26 Abril 2021
Ela foi deportada para Auschwitz-Birkenau aos 16 anos. Em seu escritório iluminado em Rennes, esta ex-psicóloga infantil publica um manifesto comovente voltado para os jovens. Aos 93, Magda Hollander-Lafon está convencida de que somos coletivamente responsáveis pelo mundo de amanhã. Então, ela "faz a sua parte".
Ela sempre se interessou pelos jovens, os ama, cresce com eles e os ajuda a crescer da melhor maneira possível. Essa ex-psicóloga infantil usa apenas palavras simples, essa é sua filosofia. Aos 93, ele se levanta da cadeira para procurar um documento, exclamando: "Sabe, quando você rejuvenesce, você não se mexe mais tão rápido." Em seguida, retorna com seu último livro, recém-publicado.
Em sua vida, encontrou milhares de crianças e adolescentes. Magda Hollander-Lafon é uma das últimas testemunhas do Holocausto, foi deportada para Auschwitz-Birkenau. Há cinquenta anos assumiu a tarefa de reparar a dignidade do ser humano, não contando o seu passado como um "velho dinossauro", mas dialogando sobre a urgência de olhar para o futuro. A sabedoria que ela transmite poderia parecer banal, mas sai de sua boca com rara simplicidade. Mãe de quatro filhos, avó de onze netos e dois bisnetos, a brincalhona “Magda”, como todos a chamam, recusa-se a orgulhar-se do rastro que deixa. Sempre a caminho, nunca “chegada”, diz convicta de que “seria triste dizer que chegamos, não haveria mais nada a fazer”.
A entrevista é editada por Fanny Cheyrouin, publicada por La Croix, 24-04-2021. A tradução é de Luisa Rabolini.
Por que pede a todos que a chamem de Magda?
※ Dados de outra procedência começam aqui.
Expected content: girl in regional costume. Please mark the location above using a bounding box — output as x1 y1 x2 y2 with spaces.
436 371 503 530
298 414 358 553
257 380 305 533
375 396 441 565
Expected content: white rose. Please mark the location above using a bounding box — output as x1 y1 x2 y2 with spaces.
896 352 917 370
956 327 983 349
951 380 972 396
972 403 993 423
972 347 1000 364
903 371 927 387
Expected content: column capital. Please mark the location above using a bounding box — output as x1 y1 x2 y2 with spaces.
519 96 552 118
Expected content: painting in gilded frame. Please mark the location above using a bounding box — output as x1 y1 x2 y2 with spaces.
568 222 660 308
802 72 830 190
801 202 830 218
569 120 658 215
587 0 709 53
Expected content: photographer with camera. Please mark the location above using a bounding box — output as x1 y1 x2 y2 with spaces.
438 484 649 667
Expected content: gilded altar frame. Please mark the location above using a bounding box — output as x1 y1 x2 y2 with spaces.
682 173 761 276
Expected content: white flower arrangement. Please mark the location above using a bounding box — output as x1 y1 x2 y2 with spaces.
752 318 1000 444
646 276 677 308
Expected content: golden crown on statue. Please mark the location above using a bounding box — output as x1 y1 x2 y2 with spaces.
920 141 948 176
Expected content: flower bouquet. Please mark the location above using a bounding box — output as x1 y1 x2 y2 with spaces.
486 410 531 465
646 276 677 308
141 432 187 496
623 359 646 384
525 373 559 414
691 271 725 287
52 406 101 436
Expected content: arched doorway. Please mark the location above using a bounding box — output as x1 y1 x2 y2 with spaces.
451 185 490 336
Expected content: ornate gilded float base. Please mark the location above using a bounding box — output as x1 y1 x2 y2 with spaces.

Quando alguém vem até mim dizendo "Madame", eu não me vejo. Todo mundo me chama pelo nome, Magda, é algo caloroso. Todas as crianças que encontrei, mais de 50.000 em toda a minha vida, me chamam assim. Eu sou de origem húngara. Magda é um nome comum na Europa do Leste, é o diminutivo de Magdalena. Minha mãe se chamava Ester e minha irmã Irene.
Como eram sua mãe e irmã?
Fomos deportadas juntas. Elas logo desapareceram na câmara de gás. Minha mãe era muito simples e presente, enquanto meu pai era sempre ausente. Esta é a lembrança que eu tenho. Minha irmã mais nova era uma garotinha que mostrava a sua alegria de viver. Ela era muito talentosa. Tínhamos quatro anos de diferença. Eu tinha 16 anos, ela 12 anos. Era a idade da adolescência, sempre havia conflitos entre a gente. Eu era a irmã mais velha, ela era a pequena, então havia desentendimentos. Não é um drama, era a nossa vivência. Minha irmãzinha faz parte da minha história pessoal. Existe uma grande diferença entre memória e lembrança. Para mim, a memória está inscrita na história. A lembrança está inscrita no coração, você pode usá-la como quiser. E é muito variável, pode mudar de acordo com seu estado de espírito. A memória é muito mais exigente. Por toda a nossa vida tentamos purificar a nossa memória.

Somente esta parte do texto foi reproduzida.